The Ontario Superior Court of Justice recently confirmed in Re McEwen (2019 ONSC 5593) that an insurer's duty of good faith is not extinguished on the bankruptcy of the insured.


In 2009 pedestrian Barbara Lynn Carroll was injured when she was struck by a motor vehicle operated by Robert McEwen and owned by Caroline McEwen.

In the course of defending a personal injury action brought against them by Carroll, the McEwens declared bankruptcy. They were absolutely discharged from bankruptcy shortly thereafter, prior to the resolution of the personal injury action.

In the eventual judgment awarded against them, the McEwens' personal liability was limited to $1 million, being the limit of their insurance policy. Carroll filed a proof of claim in the McEwens' bankrupt estates for the personal injury damages award that was in excess of the McEwens' policy limits. This proof of claim was accepted by the trustee in bankruptcy.

The trustee also advised Carroll that while it would not proceed to take any action against the McEwens' insurer – Traders General Insurance Company – regarding any bad-faith claims held by the McEwens against Traders relating to the personal injury action, the trustee indicated that it would consent to an order pursuant to Section 38 of the Bankruptcy and Insolvency Act, allowing Carroll to take the action against the McEwens' insurer in her own name.


Traders brought the present motion for:

  • an order reversing the trustee's decision to allow the proof of claim;
  • an order setting aside the order granting leave for Carroll to proceed against Traders for bad faith pursuant to Section 38 of the Bankruptcy and Insolvency Act (the Section 38 order); and
  • an order setting aside the purported assignment of a claim by the trustee to Carroll.

The court decided several procedural issues against Traders, including that:

  • Traders did not have standing to bring the present motion;
  • the obtaining of the Section 38 order on an ex parte basis had been done properly;
  • the Section 38 order did not violate the trial judge's order limiting the McEwens' personal liability to $1 million; and
  • the trustee's prior discharge did not preclude the trustee from facilitating the Section 38 order.

Insurer's duty of good faith is not extinguished on bankruptcy

Traders also took the position that the assignment of the bad-faith claim was unlawful because its duty of good faith had been extinguished by the bankruptcy.

The court dismissed this argument on its face, as Traders had provided no authority for such a proposition.
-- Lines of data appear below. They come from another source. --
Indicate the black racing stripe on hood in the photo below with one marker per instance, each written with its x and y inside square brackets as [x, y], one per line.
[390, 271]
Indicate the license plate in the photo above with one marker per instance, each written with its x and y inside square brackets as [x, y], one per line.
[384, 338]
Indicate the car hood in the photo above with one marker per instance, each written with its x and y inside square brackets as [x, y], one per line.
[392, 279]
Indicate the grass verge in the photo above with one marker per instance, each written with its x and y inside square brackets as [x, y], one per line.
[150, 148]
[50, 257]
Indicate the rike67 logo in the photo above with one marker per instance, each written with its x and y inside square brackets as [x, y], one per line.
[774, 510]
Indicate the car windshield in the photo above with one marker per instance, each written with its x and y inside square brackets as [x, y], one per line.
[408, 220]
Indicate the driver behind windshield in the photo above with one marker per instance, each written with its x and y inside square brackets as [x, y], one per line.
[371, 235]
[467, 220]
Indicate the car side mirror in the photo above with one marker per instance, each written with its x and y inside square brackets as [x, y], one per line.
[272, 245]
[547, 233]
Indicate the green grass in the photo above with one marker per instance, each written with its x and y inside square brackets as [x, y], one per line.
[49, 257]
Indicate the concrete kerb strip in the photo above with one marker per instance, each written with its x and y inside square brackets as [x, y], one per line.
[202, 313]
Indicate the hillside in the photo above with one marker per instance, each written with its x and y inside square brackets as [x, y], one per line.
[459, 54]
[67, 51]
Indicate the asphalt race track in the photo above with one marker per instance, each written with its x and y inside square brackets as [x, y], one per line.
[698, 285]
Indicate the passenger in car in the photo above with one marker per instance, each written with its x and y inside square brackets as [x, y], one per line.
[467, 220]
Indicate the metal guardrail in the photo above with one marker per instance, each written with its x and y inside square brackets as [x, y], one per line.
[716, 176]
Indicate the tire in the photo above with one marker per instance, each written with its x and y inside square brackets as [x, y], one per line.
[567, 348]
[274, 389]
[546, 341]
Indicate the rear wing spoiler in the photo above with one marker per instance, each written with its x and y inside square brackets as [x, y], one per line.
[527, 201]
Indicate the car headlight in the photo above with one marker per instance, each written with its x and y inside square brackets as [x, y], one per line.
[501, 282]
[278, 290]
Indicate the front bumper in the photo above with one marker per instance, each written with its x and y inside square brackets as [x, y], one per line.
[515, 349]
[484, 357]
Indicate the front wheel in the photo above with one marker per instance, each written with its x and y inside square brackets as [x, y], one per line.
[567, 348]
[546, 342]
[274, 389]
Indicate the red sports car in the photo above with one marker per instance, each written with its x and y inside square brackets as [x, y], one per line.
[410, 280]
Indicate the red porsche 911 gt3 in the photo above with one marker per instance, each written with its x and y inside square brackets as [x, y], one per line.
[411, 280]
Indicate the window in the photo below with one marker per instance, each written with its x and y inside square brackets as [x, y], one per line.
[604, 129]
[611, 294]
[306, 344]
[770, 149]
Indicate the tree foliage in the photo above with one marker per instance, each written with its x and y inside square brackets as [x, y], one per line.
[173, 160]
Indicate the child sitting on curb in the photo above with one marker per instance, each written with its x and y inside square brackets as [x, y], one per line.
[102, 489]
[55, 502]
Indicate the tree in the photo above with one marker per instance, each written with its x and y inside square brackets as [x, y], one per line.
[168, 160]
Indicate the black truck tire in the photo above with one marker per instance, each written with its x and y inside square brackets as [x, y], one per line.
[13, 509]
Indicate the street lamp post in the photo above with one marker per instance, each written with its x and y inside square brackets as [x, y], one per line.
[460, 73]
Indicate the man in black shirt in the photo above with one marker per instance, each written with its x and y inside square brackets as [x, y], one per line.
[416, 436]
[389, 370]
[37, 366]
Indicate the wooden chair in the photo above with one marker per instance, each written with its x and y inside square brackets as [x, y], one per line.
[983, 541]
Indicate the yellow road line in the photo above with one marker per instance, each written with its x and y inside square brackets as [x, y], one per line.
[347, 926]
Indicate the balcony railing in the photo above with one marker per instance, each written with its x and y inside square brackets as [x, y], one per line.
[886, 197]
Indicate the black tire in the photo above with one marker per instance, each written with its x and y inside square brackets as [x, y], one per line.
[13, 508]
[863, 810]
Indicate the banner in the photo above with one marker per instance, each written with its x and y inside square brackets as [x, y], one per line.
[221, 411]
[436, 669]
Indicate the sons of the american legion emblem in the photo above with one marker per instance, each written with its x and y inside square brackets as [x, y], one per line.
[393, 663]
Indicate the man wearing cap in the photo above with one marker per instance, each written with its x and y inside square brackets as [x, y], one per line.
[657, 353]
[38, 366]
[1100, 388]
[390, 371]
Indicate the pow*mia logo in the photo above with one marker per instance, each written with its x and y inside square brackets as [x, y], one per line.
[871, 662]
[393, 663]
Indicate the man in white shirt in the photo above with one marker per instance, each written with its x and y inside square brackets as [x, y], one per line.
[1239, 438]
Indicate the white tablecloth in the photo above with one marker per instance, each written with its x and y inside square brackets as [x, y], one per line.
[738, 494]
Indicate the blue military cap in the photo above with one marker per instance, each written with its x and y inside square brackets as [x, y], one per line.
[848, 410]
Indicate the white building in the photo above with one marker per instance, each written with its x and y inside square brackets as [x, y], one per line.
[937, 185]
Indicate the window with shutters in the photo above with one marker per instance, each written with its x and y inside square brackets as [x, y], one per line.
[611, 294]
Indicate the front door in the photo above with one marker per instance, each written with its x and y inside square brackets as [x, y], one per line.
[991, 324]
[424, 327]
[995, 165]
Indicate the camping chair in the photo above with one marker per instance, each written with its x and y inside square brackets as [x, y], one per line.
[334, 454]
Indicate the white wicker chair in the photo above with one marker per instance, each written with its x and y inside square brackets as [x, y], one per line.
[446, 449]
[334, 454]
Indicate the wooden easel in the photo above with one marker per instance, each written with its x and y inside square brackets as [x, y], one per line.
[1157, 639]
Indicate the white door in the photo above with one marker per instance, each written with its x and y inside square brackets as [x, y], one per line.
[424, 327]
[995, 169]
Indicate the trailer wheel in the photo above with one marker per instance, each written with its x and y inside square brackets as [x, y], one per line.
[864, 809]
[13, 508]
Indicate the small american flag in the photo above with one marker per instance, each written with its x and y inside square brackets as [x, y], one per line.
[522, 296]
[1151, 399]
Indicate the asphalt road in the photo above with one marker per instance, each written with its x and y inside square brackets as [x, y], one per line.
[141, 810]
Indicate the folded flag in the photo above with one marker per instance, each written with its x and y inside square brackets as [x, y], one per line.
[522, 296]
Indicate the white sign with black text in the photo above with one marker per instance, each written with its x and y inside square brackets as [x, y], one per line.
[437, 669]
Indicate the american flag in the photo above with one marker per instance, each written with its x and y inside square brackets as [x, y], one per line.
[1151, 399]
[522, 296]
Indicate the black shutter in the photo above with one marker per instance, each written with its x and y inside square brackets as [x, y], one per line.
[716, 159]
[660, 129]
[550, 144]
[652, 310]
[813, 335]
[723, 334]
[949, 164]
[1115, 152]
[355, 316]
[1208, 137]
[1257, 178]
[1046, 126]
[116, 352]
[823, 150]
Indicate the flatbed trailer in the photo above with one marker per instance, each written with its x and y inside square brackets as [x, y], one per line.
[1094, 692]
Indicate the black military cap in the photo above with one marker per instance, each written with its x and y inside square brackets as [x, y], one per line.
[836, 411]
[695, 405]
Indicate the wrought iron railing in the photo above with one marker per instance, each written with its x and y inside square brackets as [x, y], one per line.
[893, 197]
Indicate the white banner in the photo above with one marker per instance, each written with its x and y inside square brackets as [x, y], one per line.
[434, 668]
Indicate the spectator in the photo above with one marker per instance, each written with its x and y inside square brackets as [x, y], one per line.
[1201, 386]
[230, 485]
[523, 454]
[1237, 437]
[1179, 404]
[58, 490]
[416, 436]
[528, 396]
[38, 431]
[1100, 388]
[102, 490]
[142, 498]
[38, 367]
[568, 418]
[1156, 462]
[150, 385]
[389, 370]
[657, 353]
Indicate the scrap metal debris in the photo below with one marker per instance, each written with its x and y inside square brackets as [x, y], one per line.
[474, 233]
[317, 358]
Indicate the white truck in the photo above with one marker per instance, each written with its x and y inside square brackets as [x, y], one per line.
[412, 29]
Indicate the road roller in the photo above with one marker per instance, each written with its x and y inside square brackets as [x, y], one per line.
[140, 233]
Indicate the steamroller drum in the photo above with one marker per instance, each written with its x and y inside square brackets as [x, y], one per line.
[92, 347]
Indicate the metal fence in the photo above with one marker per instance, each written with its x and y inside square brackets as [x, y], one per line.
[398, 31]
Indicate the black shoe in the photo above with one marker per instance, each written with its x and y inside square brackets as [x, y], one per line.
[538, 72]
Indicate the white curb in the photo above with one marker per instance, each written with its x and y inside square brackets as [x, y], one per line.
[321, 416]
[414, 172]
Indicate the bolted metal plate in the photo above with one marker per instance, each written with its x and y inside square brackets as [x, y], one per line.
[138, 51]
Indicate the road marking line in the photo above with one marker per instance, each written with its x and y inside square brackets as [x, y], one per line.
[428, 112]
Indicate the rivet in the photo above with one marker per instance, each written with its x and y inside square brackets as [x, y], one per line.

The court held that without any specific language in an agreement or a legislative exception, "the rights and obligations attached to the debtor's property generally vest in the Trustee upon bankruptcy" and there was no reason for an exception in this case. Such a proposition would also contradict the general purpose of the Bankruptcy and Insolvency Act of maximising the value of a bankrupt's estate.

Traders also argued that because the bad-faith claim had crystallised more than three years after the McEwens and the trustee had been discharged, such a claim had never vested with the trustee. In other words, the claim had materialised well after the trustee's mandate had ended, and the trustee could not assign something that it had never had.

The court examined several insurance, bankruptcy and contracts cases and found that they supported the position that the bad-faith claim "did not have to 'crystallize' through a judgment as to underlying liability before becoming vested in the Trustee". The court concluded that the bad-faith claim was property that devolved to the bankrupt's estate and had therefore been assignable and properly assigned.

Bankruptcy and insurance relationships

The general position that bankruptcy can substantially vary the rights of insureds has been argued and rejected in the past. For example, in Pope & Talbot Ltd, Re (2011 BCSC 548) the insurer argued that it should be added to the action underlying the coverage claim "because when an insured is bankrupt, the insurance proceeds do not vest in the estate where the liability policy, as it does in the Cornerstone policy, requires the insurer to 'pay on behalf of' the insured". Similarly, the insurer did not cite any authority for this proposition, and Walker J of the British Columbia Supreme Court held that there was no "principled basis to depart from the line of authority established in this province simply because P&T Inc. is in bankruptcy".

In a case similar to Re McEwen (Future Health Inc (Trustee of) v State Farm Mutual Automobile Insurance Co of Canada (2013 ONSC 2941)), the defendant insurer took the position on a Rule 21 motion that the bankruptcy trustee did not have the capacity to claim bad faith and punitive damages against the insurer. The court held that it required a full evidentiary record to decide the issue and, as such, dismissed the insurer's motion.


While Future Health was decided on the basis that the issue was best left to a summary judgment motion or trial, these cases all confirm that an insurer is not relieved of its contractual and extra-contractual obligations simply because the insured becomes bankrupt.